Osnabrück. Die Schlange vor dem Hyde Park windet sich vom Eingang quer über den Parkplatz bis weit hinaus auf den Fürstenauer Weg. 1700 Fans kamen am Mittwochabend, um das Nachholkonzert des Berliner Sängers Tim Bendzko mitzuerleben. Mit einer virtuos vielseitigen Show bewies der Sänger, dass er kein künstlich hochgejubeltes Medienphänomen ist, sondern allein durch sein Talent überzeugen kann.
Die Bühne ist in tiefblaues Licht getaucht. Die Menge jubelt, als der von vielen Fans lang ersehnte Abend mit den ruhig groovenden Tönen von „Du warst noch nie hier“ endlich seinen Lauf nimmt. Fast zwei Monate hatten sie auf diesen Moment warten müssen, da das Konzert im Januar wegen Krankheit verschoben werden musste.
Statt Tim Bendzko bekommt das Osnabrücker Publikum jedoch zunächst nur die sechsköpfige Liveband des Musikers zu Gesicht. Bendzko bleibt im Verborgenen, lässt seine gespannten Fans nur durch seinen Gesang wissen, dass er wirklich hier ist. Der Jubel ist ohrenbetäubend, als sich Bendzko endlich zu erkennen gibt. Als er sich dann auch noch offen für die Absage des ursprünglichen Konzerttermins entschuldigt, gibt es für die Menge zum ersten Mal kaum ein Halten mehr.
Bendzko gibt sich an diesem Abend erstaunlich vielseitig. Mit herzergreifenden Pop-Balladen wickelt er die überwiegend weiblichen Fans im Handumdrehen um den kleinen Finger, nur um im nächsten Moment wieder mit durch Hip-Hop beeinflussten, groovenden Tanznummern das Rhythmusgefühl seiner Zuschauer auf die Probe zu stellen.
Bendzko ist gut gelaunt und wirbelt gut bei Stimme über die Bühne. Die Töne sitzen, auch bei seiner Band. Diese unterstützt den blonden Lockenkopf mit beachtlicher Spielfreude. Wahre Multitalente hat sich der Berliner da zusammengesucht. Neben der Standardbesetzung aus Gitarre, Bass, Schlagzeug und Keyboard finden unter anderem regelmäßig Akkordeon, Cello und Orgel ihren Einsatz. Viele Stücke erreichen dank dieser großen Virtuosität eine unerwartet greifbare Tiefe.

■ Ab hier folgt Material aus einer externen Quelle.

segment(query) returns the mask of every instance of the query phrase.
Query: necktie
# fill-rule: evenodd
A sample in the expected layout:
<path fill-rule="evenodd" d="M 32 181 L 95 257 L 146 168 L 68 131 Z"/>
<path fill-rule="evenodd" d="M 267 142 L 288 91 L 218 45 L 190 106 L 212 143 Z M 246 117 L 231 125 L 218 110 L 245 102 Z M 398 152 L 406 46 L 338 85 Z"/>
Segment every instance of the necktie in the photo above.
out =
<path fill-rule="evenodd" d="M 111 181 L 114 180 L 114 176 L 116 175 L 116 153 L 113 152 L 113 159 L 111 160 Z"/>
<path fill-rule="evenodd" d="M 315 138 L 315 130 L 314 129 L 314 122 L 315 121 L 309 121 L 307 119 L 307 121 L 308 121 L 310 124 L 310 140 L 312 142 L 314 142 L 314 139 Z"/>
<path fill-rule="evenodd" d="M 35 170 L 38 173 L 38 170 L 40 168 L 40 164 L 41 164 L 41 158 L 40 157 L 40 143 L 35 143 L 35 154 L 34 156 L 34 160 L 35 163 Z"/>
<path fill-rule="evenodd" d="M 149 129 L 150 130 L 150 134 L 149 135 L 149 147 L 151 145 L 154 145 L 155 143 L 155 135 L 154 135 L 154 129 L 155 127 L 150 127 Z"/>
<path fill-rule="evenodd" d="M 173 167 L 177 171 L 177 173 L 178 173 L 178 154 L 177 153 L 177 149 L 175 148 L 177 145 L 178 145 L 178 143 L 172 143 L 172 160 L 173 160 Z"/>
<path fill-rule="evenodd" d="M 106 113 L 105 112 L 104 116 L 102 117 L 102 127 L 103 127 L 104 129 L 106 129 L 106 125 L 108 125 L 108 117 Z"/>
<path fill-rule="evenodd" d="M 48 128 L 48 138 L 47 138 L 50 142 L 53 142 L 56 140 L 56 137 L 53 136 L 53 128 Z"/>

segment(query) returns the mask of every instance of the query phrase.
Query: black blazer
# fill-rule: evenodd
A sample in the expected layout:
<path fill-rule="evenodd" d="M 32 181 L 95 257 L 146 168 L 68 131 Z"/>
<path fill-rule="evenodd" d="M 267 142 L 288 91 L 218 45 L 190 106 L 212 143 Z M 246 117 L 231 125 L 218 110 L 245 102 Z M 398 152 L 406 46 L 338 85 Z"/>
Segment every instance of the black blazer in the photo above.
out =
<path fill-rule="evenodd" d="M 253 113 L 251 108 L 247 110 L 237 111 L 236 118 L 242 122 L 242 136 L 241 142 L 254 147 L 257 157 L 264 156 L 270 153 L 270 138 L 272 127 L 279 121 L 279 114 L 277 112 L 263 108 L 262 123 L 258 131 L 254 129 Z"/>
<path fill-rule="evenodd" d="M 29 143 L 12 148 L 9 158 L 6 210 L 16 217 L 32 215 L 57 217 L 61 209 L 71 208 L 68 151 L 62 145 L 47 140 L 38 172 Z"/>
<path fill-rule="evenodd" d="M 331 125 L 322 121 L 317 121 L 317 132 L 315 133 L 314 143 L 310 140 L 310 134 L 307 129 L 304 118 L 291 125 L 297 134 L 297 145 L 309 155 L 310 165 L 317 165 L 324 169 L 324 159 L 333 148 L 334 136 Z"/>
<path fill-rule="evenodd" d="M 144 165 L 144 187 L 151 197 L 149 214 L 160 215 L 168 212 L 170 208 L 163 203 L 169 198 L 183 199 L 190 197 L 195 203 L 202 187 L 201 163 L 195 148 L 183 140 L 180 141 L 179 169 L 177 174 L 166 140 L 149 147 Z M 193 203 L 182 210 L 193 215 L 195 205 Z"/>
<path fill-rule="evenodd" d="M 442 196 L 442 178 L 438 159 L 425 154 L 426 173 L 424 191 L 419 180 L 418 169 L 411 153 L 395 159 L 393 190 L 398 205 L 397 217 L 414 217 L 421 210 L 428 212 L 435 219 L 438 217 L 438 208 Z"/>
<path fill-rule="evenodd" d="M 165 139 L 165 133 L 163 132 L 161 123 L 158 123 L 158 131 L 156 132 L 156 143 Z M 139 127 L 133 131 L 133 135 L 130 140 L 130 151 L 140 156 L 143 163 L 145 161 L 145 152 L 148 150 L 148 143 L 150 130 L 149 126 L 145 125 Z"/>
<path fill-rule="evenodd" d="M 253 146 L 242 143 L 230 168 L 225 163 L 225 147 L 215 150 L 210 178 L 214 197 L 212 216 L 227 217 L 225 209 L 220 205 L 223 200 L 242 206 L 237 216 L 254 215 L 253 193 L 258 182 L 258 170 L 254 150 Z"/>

Die Show folgt einer ausgefeilten Dramaturgie, mit der Tim Bendzko das Osnabrücker Publikum gute eineinhalb Stunden lang in seinen Bann zieht. Die Songtitel sind stets an der rechten Stelle platziert. So beginnt beispielsweise die Zugabe mit dem Titel „Viel mehr davon“, der von den Osnabrücker Fans mit strahlenden Gesichtern aus vollem Hals mitgesungen wird. Auch sie wollen mehr. Keine Nummer seines aktuellen Albums „Wenn Worte meine Sprachen wären“ fehlt, die Liste wird sogar noch um einige unbekanntere, alte Stücke erweitert.
Als absolute Highlights entpuppen sich die großen Chart-Erfolge des Sängers. Mit „Nur noch kurz die Welt retten“ will Bendzko auch kurz Osnabrück retten. Zur Überraschung holt er dafür den Rapper F.R. aus dem Vorprogramm auf die Bühne, der den Song mit fetzenden Raps auffrischt. Eine wohltuende Verjüngungskur für den fast totgespielten Titel. Während „Wenn Worte meine Sprache wären“ scheint es dann so, als hätte sich ein überdimensionaler Mädchenchor in den Hyde Park verirrt. Voller Inbrunst singt die begeisterte Menge jede Zeile mit, teils sogar beinahe lauter als Bendzko selbst. Dieser genießt die unerwartete Serenade sichtlich.
Tim Bendzko überzeugt an diesem Abend auf ganzer Linie. Er ist eben doch ein wahres Talent und kein künstliches Medienprodukt.